En parallèle, faut-il rattacher à cette très grande réserve envers les artistes, la grande prudence en matière de constructions publique, dans le secteur culturel en particulier avec la place prépondérante donnée à l’architecte local Maurice Novarina et son assistant Jacques Lévy, les deux architectes offrant la double garantie d’une réputation indiscutable, en même temps qu’une proximité évidente avec les édiles locaux ? En tout état de cause, s’il y a eu polémique quant à l’opportunité de certains équipements, en particulier Bonlieu, par contre la désignation des architectes Novarina et Lévy a permis d’esquiver tout conflit sur les choix architecturaux, au sein des partisans des équipements tout du moins.

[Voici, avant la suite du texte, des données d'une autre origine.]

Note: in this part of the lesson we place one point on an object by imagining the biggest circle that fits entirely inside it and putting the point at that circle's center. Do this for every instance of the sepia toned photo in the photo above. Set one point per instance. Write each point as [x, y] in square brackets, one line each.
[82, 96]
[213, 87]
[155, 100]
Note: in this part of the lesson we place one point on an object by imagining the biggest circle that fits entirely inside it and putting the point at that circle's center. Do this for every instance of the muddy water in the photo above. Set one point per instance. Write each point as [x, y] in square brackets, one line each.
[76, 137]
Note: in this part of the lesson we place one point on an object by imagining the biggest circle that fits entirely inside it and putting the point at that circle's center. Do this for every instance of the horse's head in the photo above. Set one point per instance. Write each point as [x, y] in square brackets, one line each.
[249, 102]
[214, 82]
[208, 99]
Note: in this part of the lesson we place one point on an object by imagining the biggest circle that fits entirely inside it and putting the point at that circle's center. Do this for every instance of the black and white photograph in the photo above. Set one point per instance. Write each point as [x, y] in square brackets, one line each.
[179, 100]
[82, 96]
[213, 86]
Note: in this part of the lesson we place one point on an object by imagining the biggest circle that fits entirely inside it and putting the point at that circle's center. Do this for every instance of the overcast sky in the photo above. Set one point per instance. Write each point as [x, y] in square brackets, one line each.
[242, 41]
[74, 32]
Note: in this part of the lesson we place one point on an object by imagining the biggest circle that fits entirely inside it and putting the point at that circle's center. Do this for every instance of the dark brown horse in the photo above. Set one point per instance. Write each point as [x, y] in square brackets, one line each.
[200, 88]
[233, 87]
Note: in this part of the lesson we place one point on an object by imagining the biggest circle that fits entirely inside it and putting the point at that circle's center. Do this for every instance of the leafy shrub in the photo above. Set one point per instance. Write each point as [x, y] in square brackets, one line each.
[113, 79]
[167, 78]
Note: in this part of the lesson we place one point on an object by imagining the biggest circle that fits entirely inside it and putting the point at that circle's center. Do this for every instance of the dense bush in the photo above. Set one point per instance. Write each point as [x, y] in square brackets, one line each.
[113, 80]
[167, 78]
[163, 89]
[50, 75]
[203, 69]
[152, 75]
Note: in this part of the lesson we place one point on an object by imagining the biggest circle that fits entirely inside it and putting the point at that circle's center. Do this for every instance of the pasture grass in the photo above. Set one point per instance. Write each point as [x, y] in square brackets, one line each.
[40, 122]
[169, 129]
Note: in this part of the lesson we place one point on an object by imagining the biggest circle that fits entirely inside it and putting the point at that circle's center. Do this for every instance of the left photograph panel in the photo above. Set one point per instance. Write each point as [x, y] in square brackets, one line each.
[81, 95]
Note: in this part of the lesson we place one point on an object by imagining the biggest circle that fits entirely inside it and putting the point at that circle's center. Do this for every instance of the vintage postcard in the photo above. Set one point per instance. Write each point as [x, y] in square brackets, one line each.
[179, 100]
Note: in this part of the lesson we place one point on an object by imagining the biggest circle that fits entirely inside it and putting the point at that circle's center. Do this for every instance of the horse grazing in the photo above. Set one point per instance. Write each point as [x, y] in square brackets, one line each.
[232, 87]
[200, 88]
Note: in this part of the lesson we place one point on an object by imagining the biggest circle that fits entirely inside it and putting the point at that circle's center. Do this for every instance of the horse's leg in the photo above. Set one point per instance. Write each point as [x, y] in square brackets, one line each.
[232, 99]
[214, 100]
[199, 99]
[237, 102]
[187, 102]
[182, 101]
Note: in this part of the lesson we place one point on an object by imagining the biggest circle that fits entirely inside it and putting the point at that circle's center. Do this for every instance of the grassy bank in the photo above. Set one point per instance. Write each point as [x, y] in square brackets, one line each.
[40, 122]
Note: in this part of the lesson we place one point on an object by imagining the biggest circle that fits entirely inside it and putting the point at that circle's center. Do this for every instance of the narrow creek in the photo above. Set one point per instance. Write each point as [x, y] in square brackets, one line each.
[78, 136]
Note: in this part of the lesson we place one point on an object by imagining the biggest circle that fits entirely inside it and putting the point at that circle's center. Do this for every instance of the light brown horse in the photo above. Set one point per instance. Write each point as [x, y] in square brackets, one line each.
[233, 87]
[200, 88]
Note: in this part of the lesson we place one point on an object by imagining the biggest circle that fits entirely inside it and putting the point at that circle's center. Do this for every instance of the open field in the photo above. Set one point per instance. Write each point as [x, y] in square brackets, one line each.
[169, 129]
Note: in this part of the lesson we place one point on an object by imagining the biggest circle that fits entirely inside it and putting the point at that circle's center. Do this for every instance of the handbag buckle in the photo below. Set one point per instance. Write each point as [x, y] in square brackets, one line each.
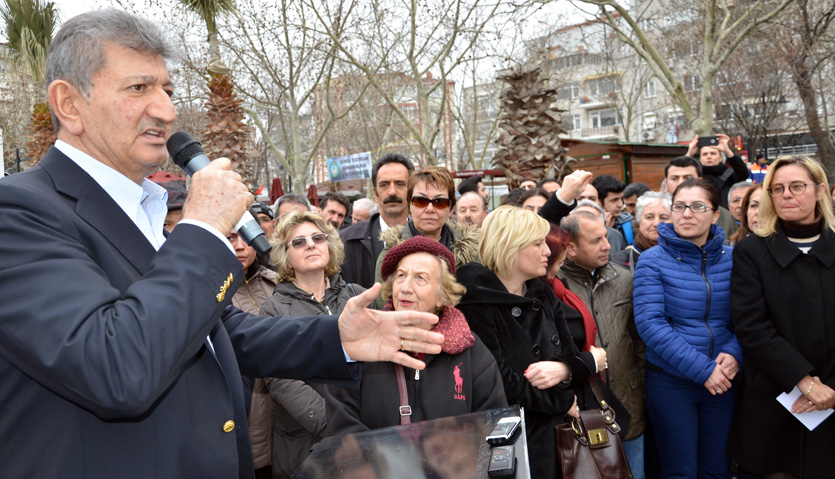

En complément du choix constant de la cogestion, et des professionnels des MJC pour en assurer le fonctionnement, l’éviction des artistes du dispositif forme donc l’autre pilier de la neutralisation politique de ce dispositif : non pas qu’il n’y ait pas de débat sur les orientations artistiques du centre culturel au sein de ses propres instances, mais les risques que pourrait faire courir un projet à dominante artistique porté par un homme de théâtre par exemple, sont réduits, pour laisser place à la continuité et à la gestion. L’histoire d’AAC après son installation à Bonlieu, puis de Bonlieu Scène Nationale, n’est pas exempte de difficultés, comme le montrerait facilement l’examen de ses archives, mais par contre elle ne connaît aucune crise majeure, soit interne, soit de relation avec la mairie, qui remette en cause le fonctionnement de l’ensemble et sa place au centre de la cité.